For generalized linear models other than ordinal and multinomial models, see stats::predict.glm() for more information on how predictions are computed and which arguments can be specified. Note that standard errors cannot be computed for the predictions using predict.glm_weightit().

For ordinal and multinomial models, setting type = "mean" computes the expected value of the outcome for each unit; this corresponds to the sum of the values supplied in values weighted by the predicted probability of those values. If values is omitted, predict() will attempt to convert the outcome levels to numeric values, and if this cannot be done, an error will be thrown. values should be specified as a named vector, e.g., values = c(one = 1, two = 2, three = 3), where "one", "two", and "three" are the original outcome levels and 1, 2, and 3 are the numeric values they correspond to. This method only makes sense to use if the outcome levels meaningfully correspond to numeric values.

For ordinal models, setting type = "link" (also "lp") computes the linear predictor without including the thresholds. This can be interpreted as the prediction of the latent variable underlying the ordinal response. This cannot be used with multinomial models.

Examples

Run this code

data("lalonde", package = "cobalt")

# Logistic regression model
fit1 <- glm_weightit(
  re78 > 0 ~ treat * (age + educ + race + married +
                        re74 + re75),
  data = lalonde, family = binomial, vcov = "none")

summary(predict(fit1))

# G-computation using predicted probabilities
p0 <- predict(fit1, type = "response",
              newdata = transform(lalonde,
                                  treat = 0))

p1 <- predict(fit1, type = "response",
              newdata = transform(lalonde,
                                  treat = 1))

mean(p1) - mean(p0)

# Multinomial logistic regression model
lalonde$re78_3 <- factor(findInterval(lalonde$re78,
                                      c(0, 5e3, 1e4)),
                         labels = c("low", "med", "high"))

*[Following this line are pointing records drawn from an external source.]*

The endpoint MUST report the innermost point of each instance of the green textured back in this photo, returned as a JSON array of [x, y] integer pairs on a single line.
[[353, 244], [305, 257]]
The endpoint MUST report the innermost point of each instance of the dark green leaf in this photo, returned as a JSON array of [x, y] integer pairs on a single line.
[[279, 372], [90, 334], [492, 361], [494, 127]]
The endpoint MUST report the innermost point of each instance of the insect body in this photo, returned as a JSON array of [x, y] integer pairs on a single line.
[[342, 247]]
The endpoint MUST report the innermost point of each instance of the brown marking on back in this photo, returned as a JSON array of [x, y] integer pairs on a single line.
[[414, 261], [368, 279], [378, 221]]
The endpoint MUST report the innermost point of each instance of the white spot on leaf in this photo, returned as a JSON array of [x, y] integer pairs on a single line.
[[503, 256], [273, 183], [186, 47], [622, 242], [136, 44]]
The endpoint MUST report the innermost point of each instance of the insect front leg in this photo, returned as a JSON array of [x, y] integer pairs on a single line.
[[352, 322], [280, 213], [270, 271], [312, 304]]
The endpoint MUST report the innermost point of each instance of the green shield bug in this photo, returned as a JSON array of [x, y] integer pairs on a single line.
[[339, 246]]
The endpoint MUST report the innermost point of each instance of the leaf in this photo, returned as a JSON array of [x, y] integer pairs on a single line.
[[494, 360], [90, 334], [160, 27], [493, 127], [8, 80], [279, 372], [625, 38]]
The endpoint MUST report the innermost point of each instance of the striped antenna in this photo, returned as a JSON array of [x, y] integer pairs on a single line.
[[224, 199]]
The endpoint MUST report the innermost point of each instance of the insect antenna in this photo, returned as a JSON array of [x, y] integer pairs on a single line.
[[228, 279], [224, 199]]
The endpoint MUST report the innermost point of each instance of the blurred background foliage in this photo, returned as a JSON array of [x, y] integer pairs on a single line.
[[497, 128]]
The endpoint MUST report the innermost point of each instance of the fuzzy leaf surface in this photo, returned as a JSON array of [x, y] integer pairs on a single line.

fit2 <- multinom_weightit(
  re78_3 ~ treat * (age + educ + race + married +
                      re74 + re75),
  data = lalonde, vcov = "none")

# Predicted probabilities
head(predict(fit2))

# Class assignment accuracy
mean(predict(fit2, type = "class") == lalonde$re78_3)

# G-computation using expected value of the outcome
values <- c("low" = 2500,
            "med" = 7500,
            "high" = 12500)

p0 <- predict(fit2, type = "mean", values = values,
              newdata = transform(lalonde,
                                  treat = 0))

p1 <- predict(fit2, type = "mean", values = values,
              newdata = transform(lalonde,
                                  treat = 1))

mean(p1) - mean(p0)
# \donttest{
# Ordinal logistic regression
fit3 <- ordinal_weightit(
  re78 ~ treat * (age + educ + race + married +
                    re74 + re75),
  data = lalonde, vcov = "none")

# G-computation using expected value of the outcome;
# using original outcome values
p0 <- predict(fit3, type = "mean",
              newdata = transform(lalonde,
                                  treat = 0))

p1 <- predict(fit3, type = "mean",
              newdata = transform(lalonde,
                                  treat = 1))

mean(p1) - mean(p0)
# }